The SEO industry relies on data and measurement to justify its actions, strategy and very existence. Without public data or competitive intelligence, sites run the risk of existing in black box silos with everyone but the Webmaster guessing at possible visitor traffic and pageviews. So we rely on estimation tools, such as Compete, Alexa, Quantcast and ComScore to not only spy on competitors but also present a public snapshot of a site to possible advertisers without giving away all that valuable data.
Rand Fishkin recently discussed the accuracy of visitor data for SEOMoz site traffic and the sometimes egregiously incorrect data provided by these tools. He rallied a call-to-arms for Webmasters to share the level of deviation on their own sites and form an industry consensus. We took Rand’s spirited dissertation to heart and analyzed a large (anonymous) site, comparing actual data with the public estimates.
Alexa.com – Lots of Data (Most of It Wrong)
Alexa gets credit for offering more data than other free public services, including search keyword traffic, clickstream data and audience demographics. The only issue being the extremely inaccurate nature of this information.

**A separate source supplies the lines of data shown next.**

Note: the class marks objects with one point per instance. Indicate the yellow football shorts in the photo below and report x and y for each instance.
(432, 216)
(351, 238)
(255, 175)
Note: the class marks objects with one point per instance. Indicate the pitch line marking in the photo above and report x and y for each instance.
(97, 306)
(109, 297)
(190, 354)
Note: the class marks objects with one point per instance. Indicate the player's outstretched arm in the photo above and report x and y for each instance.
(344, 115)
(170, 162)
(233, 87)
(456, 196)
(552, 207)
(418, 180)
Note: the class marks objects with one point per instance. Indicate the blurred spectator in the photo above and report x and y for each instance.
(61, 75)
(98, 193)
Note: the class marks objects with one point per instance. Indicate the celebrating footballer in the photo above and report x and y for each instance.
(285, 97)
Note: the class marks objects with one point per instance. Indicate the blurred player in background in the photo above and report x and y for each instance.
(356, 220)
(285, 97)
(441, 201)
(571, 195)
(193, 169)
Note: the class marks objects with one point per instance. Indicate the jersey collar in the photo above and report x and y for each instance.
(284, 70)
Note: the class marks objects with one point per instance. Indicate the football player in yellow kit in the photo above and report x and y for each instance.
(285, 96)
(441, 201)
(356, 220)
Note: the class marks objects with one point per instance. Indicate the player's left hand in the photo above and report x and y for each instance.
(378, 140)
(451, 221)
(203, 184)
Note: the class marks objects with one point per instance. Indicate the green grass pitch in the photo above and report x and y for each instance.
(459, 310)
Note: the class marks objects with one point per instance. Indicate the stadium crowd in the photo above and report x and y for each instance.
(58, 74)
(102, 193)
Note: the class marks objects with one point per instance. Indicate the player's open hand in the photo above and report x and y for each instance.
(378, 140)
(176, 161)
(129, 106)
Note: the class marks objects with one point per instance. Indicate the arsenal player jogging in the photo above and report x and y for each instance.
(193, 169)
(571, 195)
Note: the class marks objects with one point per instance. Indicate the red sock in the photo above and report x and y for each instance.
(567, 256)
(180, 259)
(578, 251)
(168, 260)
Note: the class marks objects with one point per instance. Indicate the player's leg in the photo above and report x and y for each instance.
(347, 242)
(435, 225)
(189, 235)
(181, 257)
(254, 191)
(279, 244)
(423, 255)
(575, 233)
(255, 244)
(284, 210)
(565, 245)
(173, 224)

The top queries from search traffic were not indicative of actual organic search activity, with a few queries not appearing at all in the real data. Perhaps most inexcusable was the “% of traffic from US”, comparing Alexa’s 74% with the actual 96%. This is an important metric to advertisers and the discrepancy here could very much impact our business opportunities.
The demographic of site visitors has been shown to be Males, 35-44, (confirmed through a number of methods) but Alexa interpreted our visitors instead as Females, 45-54, which is the exact opposite from reality.
Compete.com – Under-reporting Visitors & Proud of It
Compete reported Unique Visitors at 57.92% lower than actual data, though some penance is given with the option to export CSV data. They might be forgiven a margin of error for sudden swing months, though this large discrepancy is averaged over 7 months time.
Actual Data: 4,596,476 unique visitors
Compete Data: 1,934,332 unique visitors
DoubleClick – Google Gets It Wrong
You would expect the master of data to have accurate numbers, especially considering that the crux of their revenue stream depends on adoption of AdWords and AdSense. The margin of error is not much different than Compete and Alexa at 63% under-reported Unique Visitors and 24% under-reported Pageviews.
- DoubleClick: 68,000
- Actual: 185,733
- Difference: 63.39%
- DoubleClick: 830,000
- Actual: 1,086,206
- Difference: 23.59%
Quantcast – Great if Quantified (Otherwise Not)
Electing to place a Quantcast tag on your site (hereafter known as being Quantified!) allows you to publically share real data. The tag does not estimate, nor does it guess, but instead provides accurate and reliable data. However, not everyone is comfortable with this level of transparency and instead relies on Quantcast to estimate their traffic. A quick review of 3 large sites shows unique estimates under-reported by 85% – 90%. Not even close to reality. Similar to Alexa’s missteps on audience demographic, Quantcast viewed our Males, 35-44, site instead as Females, 50+.
ComScore – You Pay for the Best of the Worst
The only paid service mentioned here is noticeably more accurate than the alternatives, showing only a 12% pageview under-reporting discrepancy compared with real data. Being the service most widely respected, it was refreshing to see ComScore actually coming close to providing true analytics.
Actual Data: 10,161,527 pageviews
ComScore Data: 13,519,743 pageviews
The goal of these traffic tools is to offer a public face for your site without giving away all that valuable data. So in that context estimations are perfectly useful, though a margin of error between 10%-15% is not an unreasonable request for general accuracy. All tools error on the side of conservative under-reporting, which is an understandable tendency, though the degree of discrepancy should still fall within moderate boundaries. It is interesting, however, that many tools show a similar magnitude of error around 60% under-reported, perhaps indicate that the same (inaccurate) data source is referenced by multiple tools.